In November 2021, Alberta announced Bill 80 that would allow private cannabis retailers to sell online, among other things. According to the province, its public online retailer only brings in around $200,000 per year, so government decided it would be best to leave cannabis retail to the retailers.
Effective March 8, 2022, private retailers will be allowed to sell online. High Tide, one of the country’s largest retailers, applauded the move. But are online sales feasible for all Alberta retailers?
Retailers need to set up an e-commerce platform that includes a website and mobile app with a system to receive orders and process payments. They also need an endorsement from the Alberta Gaming and Liquor Commission (AGLC) to sell cannabis products online and offer delivery services through staff or contractors. Retailers can sell products through desktop and mobile versions of their website but are prohibited from selling through third-party apps. Age-gating will be double-enforced, both at the time of purchase and delivery.
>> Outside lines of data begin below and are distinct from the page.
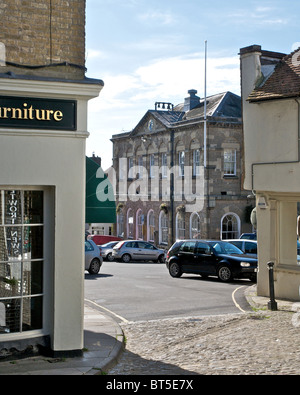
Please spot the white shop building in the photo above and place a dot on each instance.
(43, 131)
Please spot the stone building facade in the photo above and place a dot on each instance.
(46, 36)
(174, 183)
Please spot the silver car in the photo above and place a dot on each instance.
(106, 250)
(137, 250)
(93, 258)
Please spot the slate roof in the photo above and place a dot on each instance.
(221, 106)
(283, 82)
(224, 104)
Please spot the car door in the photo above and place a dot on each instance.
(204, 260)
(150, 252)
(89, 253)
(138, 250)
(186, 256)
(250, 248)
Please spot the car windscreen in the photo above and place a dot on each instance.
(220, 247)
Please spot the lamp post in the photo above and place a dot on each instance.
(272, 304)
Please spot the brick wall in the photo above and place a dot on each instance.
(43, 32)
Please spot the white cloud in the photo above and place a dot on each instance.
(92, 54)
(164, 18)
(295, 46)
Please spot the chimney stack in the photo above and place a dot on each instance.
(192, 101)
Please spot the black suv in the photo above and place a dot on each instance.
(210, 258)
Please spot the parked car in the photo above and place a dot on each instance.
(93, 258)
(210, 258)
(248, 247)
(106, 250)
(103, 239)
(137, 250)
(249, 236)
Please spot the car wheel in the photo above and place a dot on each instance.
(175, 270)
(160, 259)
(224, 273)
(126, 258)
(94, 266)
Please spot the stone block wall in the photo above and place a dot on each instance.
(42, 33)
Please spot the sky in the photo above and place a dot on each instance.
(153, 50)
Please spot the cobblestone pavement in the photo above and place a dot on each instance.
(258, 343)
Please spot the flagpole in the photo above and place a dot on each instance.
(205, 119)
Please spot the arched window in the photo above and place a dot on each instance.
(139, 224)
(195, 226)
(230, 226)
(130, 224)
(151, 226)
(163, 227)
(180, 226)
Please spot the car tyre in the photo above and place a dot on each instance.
(94, 266)
(224, 273)
(160, 259)
(175, 270)
(126, 258)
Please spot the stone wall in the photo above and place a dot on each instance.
(42, 33)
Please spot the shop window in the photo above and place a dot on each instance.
(151, 225)
(21, 260)
(139, 224)
(229, 162)
(230, 225)
(163, 227)
(195, 226)
(180, 226)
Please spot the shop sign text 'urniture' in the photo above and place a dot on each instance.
(21, 112)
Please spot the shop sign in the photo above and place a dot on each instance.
(35, 113)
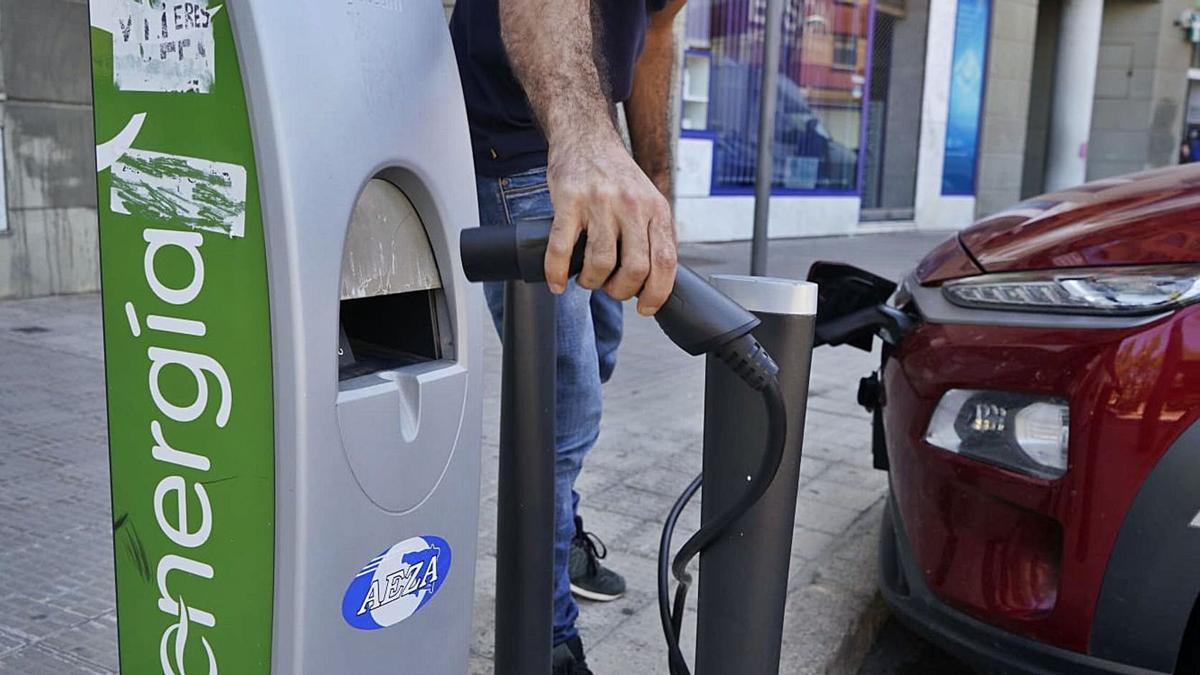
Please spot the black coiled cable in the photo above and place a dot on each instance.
(750, 362)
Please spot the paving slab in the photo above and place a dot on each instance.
(54, 495)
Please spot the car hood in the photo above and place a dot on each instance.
(1140, 219)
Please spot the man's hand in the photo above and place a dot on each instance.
(595, 186)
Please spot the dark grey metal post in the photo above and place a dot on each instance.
(771, 46)
(743, 577)
(525, 545)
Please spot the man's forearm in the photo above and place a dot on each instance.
(648, 108)
(550, 46)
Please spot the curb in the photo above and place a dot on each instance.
(835, 611)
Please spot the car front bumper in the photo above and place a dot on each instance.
(987, 647)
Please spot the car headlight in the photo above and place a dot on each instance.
(1096, 291)
(1018, 431)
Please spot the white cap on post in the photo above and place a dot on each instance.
(769, 294)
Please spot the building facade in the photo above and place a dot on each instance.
(891, 114)
(927, 113)
(48, 239)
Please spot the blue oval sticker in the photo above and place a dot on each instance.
(397, 583)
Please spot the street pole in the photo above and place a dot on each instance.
(771, 48)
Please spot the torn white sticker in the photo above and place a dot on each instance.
(160, 46)
(199, 193)
(112, 149)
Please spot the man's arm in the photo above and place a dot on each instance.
(594, 184)
(648, 108)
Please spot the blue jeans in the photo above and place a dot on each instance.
(589, 327)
Joshua Vera, president and director at Elevate, who operates three cannabis stores in Edmonton, says, “When the proposed regulations were released it was rather disheartening. I speak on behalf of a number of independent retailers in the Greater Edmonton Area. It appears that there was little to no government consultation done with smaller independents or smaller chains. The cost is not going to be feasible to join the party.”
There are many costs associated with rolling out an online sales and delivery program. “You’re going to have to take into account checking IDs. Payment has to be built directly into the retailer’s website, and there’s a cost to set that up. Plus, commercial liability and vehicle insurance, delivery driver wages and gas, etc. All these costs add up really quickly,” says Vera. “If you only deliver 3.5 grams for $20, there is not much room for profit or margin,” he adds.
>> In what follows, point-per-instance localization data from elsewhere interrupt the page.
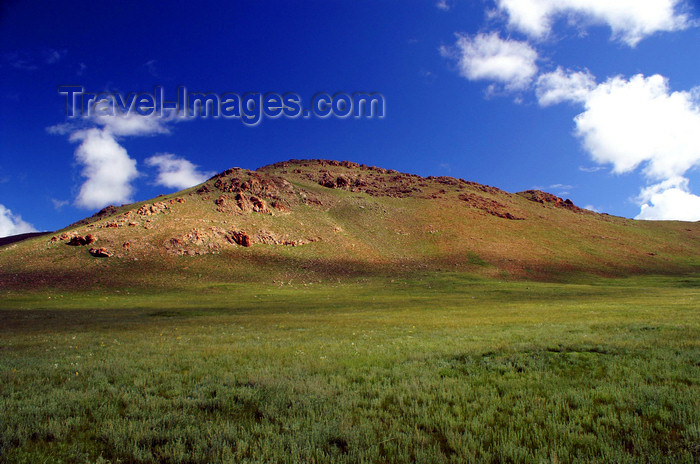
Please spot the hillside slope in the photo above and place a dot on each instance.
(319, 219)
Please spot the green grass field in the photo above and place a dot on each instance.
(432, 368)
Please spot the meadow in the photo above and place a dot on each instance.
(428, 368)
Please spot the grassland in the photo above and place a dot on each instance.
(431, 367)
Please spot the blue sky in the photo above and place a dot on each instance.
(590, 100)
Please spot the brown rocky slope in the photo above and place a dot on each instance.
(318, 219)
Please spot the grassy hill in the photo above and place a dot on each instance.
(313, 220)
(317, 311)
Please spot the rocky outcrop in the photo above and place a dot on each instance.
(100, 252)
(548, 199)
(77, 240)
(492, 207)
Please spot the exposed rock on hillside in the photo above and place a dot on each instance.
(545, 198)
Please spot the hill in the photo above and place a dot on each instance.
(313, 220)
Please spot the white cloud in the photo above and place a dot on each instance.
(175, 172)
(670, 200)
(558, 86)
(59, 204)
(487, 56)
(629, 20)
(638, 121)
(107, 166)
(12, 224)
(443, 5)
(133, 124)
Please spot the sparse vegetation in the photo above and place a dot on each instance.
(330, 312)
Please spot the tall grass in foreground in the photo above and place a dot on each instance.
(438, 369)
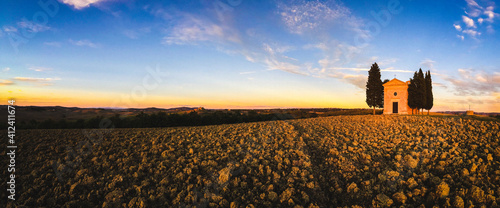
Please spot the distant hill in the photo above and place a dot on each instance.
(40, 113)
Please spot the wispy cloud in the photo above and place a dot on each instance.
(9, 29)
(192, 29)
(30, 26)
(53, 44)
(468, 21)
(4, 82)
(80, 4)
(249, 72)
(39, 69)
(477, 13)
(86, 43)
(474, 82)
(301, 16)
(427, 63)
(32, 79)
(472, 33)
(136, 33)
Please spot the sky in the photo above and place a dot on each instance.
(245, 53)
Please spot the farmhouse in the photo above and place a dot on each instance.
(396, 97)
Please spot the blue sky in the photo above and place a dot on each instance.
(245, 54)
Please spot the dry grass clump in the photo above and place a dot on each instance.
(343, 161)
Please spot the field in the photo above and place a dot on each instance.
(340, 161)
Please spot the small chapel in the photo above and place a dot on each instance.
(396, 97)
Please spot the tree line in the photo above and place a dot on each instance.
(419, 90)
(163, 119)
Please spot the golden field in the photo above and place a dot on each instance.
(341, 161)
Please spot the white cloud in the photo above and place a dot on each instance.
(32, 79)
(301, 16)
(357, 80)
(37, 81)
(274, 64)
(136, 33)
(472, 33)
(474, 82)
(468, 21)
(490, 29)
(39, 69)
(249, 72)
(32, 27)
(4, 82)
(490, 14)
(429, 64)
(53, 44)
(9, 29)
(193, 29)
(472, 3)
(87, 43)
(80, 4)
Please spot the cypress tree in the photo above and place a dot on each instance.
(374, 88)
(429, 95)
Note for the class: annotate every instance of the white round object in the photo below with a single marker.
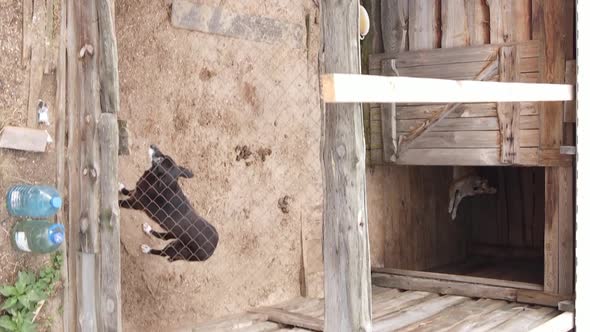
(364, 22)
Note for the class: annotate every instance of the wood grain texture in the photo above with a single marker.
(509, 113)
(347, 284)
(455, 31)
(478, 22)
(87, 120)
(569, 110)
(73, 165)
(423, 26)
(37, 59)
(110, 240)
(60, 148)
(552, 230)
(547, 16)
(509, 20)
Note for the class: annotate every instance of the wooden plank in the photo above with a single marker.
(567, 306)
(73, 165)
(459, 278)
(449, 287)
(423, 18)
(355, 88)
(509, 113)
(347, 283)
(426, 57)
(68, 299)
(403, 301)
(471, 139)
(566, 264)
(37, 59)
(527, 319)
(569, 108)
(479, 157)
(454, 316)
(388, 122)
(394, 22)
(503, 252)
(291, 319)
(488, 322)
(551, 230)
(459, 71)
(417, 313)
(454, 124)
(454, 24)
(220, 21)
(478, 18)
(87, 119)
(560, 323)
(540, 298)
(108, 59)
(509, 20)
(547, 16)
(446, 287)
(110, 240)
(409, 111)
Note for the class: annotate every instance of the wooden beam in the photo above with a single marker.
(353, 88)
(459, 278)
(449, 287)
(582, 232)
(562, 323)
(291, 319)
(73, 165)
(489, 71)
(87, 117)
(68, 297)
(347, 281)
(568, 306)
(110, 240)
(424, 24)
(509, 113)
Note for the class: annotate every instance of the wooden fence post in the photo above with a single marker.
(346, 240)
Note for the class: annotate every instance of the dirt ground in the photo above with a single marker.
(21, 167)
(245, 118)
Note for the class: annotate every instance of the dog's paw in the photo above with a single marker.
(145, 249)
(147, 228)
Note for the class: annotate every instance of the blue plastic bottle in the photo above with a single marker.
(33, 201)
(37, 236)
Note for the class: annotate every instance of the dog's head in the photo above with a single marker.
(481, 186)
(164, 166)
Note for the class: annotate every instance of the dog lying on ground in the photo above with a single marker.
(159, 195)
(466, 186)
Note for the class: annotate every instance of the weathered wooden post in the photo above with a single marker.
(346, 239)
(109, 309)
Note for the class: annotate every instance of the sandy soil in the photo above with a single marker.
(21, 167)
(244, 116)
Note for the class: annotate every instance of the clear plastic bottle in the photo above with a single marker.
(33, 201)
(37, 236)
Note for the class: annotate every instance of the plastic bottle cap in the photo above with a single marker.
(56, 202)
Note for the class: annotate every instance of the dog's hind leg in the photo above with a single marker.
(159, 235)
(171, 250)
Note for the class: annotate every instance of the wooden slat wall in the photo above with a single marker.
(415, 198)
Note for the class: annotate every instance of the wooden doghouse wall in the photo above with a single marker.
(412, 229)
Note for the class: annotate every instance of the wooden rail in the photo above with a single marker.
(351, 88)
(346, 243)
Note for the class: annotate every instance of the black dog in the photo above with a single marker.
(159, 195)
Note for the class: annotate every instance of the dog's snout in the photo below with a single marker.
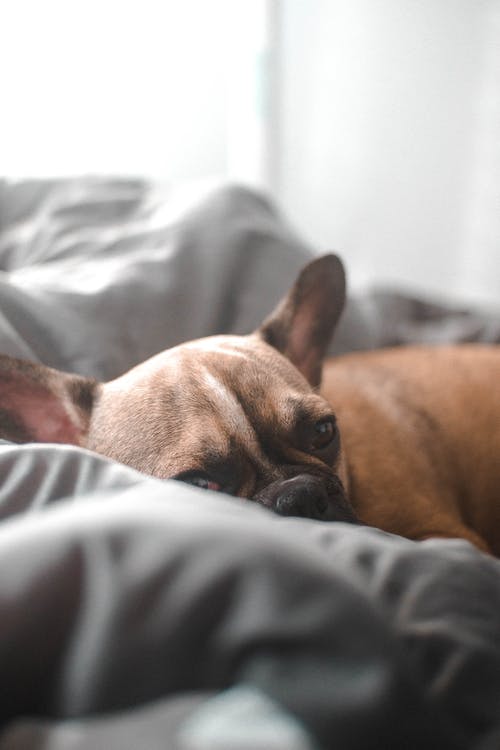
(302, 496)
(319, 497)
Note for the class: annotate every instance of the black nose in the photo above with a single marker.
(302, 496)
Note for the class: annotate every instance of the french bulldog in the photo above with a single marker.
(404, 439)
How will private online sales change the cannabis landscape in Alberta?
This change will likely lead to an even more competitive cannabis marketplace in Alberta. Alberta has consistently had a strong store count relative to other provinces, and this has resulted in strong per capita sales figures. At the end of December 2021, Alberta had 731 stores open for business, a jump of 30% compared to December 2020.
Vera believes it is going to bolster large retailers: “It’s going to be a marketing ploy for the larger chains to grow and expand their visibility in the market. This policy seems to cater to larger chains, specifically those that already have delivery programs in other provinces, like Ontario. What works in Ontario, they’ll be able to implement in Alberta.”
Some argue the move to online sales could result in lower retail price points – if retailers are able to fulfill online customer orders through a centralized location – further pushing consumers away from illicit markets.
Vera says he’s going to wait and see. “The delivery service may be of benefit during the winter months, especially in Alberta, when the roads are dangerous. But with the sheer volume of cannabis stores, it’s oversaturated as it is right now.” He’s going to let the larger corporations iron out the kinks and figure out the market. “If we feel like we’re missing out or missed the mark on the opportunity, at that point we’ll reconsider.”